The differences between high- and low-level programming languages

What you need to know

Programming languages are divided into two levels: high-level languages (like Python, Java, C#) are designed to be readable by humans and are portable across different hardware. Low-level languages (assembly language and machine code) are closer to what the processor understands and give more direct control over hardware, but are harder to read and write.

Key points

  • Definition:Programming Language: a formal language used to write instructions that can be translated into machine code and executed by a computer.
  • HIGH-LEVEL: uses English-like keywords (e.g. print, while, if) and is easier/quicker to learn and write.
  • HIGH-LEVEL: PORTABLE — the same language can be used on computers with DIFFERENT hardware/processors.
  • HIGH-LEVEL: always needs to be translated into object code or machine code before execution.
  • HIGH-LEVEL: provides a higher level of abstraction — programmer doesn't have to deal with memory allocation or processor registers.
  • LOW-LEVEL: allows the user to directly manipulate memory and hardware.
  • LOW-LEVEL: specific to one type of processor — NOT portable.
  • LOW-LEVEL: does not need to be translated (machine code) / fast to translate (assembly). Faster execution.
  • LOW-LEVEL: code can be optimised, shorter, uses less memory. Can program for specific hardware.
  • LOW-LEVEL: requires programmer to understand the processor's registers and structure.
  • Machine code is pure binary (0s and 1s) that the processor executes directly.
  • Assembly language uses short mnemonics (e.g.

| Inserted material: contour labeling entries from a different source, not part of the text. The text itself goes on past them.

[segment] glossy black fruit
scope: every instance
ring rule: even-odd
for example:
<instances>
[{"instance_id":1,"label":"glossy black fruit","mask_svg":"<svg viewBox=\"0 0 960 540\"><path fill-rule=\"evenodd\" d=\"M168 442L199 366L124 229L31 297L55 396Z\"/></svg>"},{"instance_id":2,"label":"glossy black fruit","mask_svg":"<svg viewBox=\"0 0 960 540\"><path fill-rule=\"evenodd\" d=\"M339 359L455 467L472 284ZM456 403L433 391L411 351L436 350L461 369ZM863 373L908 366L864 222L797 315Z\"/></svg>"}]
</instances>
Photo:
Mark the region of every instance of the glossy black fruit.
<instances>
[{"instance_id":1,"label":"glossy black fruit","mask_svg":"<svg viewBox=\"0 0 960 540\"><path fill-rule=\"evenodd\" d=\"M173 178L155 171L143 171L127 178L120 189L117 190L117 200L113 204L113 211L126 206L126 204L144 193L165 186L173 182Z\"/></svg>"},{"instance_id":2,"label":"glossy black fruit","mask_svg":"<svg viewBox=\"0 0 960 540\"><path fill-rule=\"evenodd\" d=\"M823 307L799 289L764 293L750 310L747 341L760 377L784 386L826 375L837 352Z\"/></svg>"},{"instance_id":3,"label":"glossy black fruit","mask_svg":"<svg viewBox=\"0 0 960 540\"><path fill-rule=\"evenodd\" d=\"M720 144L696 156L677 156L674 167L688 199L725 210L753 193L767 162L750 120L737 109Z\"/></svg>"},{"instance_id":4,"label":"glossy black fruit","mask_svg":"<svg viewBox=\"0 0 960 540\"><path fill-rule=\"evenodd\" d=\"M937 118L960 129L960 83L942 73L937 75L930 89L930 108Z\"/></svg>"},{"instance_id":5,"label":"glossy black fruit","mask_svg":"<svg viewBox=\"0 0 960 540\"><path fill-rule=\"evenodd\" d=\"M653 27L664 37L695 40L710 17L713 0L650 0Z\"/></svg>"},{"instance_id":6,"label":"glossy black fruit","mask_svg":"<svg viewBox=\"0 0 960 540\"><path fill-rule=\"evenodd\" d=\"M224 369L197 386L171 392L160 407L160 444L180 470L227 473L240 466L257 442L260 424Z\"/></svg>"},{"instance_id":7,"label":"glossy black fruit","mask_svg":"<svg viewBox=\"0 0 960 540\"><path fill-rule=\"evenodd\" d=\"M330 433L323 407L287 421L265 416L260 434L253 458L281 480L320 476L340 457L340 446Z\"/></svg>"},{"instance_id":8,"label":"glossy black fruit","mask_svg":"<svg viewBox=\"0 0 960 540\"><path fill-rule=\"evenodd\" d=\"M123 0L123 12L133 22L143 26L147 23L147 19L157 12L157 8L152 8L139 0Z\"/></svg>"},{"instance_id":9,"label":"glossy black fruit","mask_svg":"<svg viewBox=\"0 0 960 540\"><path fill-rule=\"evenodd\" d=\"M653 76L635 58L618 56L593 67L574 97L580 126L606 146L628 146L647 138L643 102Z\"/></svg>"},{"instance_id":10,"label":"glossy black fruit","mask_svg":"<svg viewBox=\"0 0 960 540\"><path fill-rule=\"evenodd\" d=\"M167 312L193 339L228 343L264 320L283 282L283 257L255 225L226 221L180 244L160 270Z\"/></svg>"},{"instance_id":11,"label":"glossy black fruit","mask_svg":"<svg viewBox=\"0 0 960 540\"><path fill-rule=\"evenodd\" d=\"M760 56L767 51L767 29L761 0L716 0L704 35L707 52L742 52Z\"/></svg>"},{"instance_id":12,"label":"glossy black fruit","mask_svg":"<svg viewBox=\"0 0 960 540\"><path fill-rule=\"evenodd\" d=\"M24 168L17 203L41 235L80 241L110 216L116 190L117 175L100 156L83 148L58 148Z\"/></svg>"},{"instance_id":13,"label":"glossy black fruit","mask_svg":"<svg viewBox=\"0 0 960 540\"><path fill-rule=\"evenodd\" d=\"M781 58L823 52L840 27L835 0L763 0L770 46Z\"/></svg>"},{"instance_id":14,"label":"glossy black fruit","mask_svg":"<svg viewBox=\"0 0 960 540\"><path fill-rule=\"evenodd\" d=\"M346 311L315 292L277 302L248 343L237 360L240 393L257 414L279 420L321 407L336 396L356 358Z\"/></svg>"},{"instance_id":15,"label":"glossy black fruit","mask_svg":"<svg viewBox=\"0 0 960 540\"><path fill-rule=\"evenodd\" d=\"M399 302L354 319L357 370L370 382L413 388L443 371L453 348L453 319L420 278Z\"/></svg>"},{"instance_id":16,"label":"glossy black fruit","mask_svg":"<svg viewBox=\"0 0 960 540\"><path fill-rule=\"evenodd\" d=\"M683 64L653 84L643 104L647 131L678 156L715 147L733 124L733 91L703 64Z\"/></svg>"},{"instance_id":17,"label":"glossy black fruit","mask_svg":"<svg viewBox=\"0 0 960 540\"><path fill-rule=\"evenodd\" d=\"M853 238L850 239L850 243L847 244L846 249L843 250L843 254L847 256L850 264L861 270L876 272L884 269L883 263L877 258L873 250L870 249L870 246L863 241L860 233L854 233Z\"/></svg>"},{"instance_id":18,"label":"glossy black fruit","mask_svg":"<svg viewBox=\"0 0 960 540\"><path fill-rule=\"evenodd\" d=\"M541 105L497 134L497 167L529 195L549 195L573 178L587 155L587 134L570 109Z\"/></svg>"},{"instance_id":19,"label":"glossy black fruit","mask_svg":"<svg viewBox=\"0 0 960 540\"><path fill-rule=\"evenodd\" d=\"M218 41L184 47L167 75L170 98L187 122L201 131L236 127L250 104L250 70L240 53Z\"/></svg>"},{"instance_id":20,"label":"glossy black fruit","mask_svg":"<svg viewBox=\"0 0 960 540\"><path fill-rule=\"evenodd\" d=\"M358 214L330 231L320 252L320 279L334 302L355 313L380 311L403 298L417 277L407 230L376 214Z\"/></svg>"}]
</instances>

ADD, MOV, LDA) and needs an assembler to translate.
  • Exam Tip:Common table question — 'same language on different hardware' = HIGH-LEVEL (portable). 'Directly manipulate memory' = LOW-LEVEL. 'English-like words' = HIGH-LEVEL. 'Always needs translating' = HIGH-LEVEL. 'Must be translated before processor can execute' = HIGH-LEVEL.
  • Exam Tip:When asked for REASONS to use low-level: direct hardware control, faster execution, optimised code, less memory. When asked for ADVANTAGES of high-level: easier to write, portable, higher abstraction.
  • Common Mistake:Portability is the most commonly wrong answer. HIGH-LEVEL is portable (write once, run anywhere). LOW-LEVEL is specific to one processor type.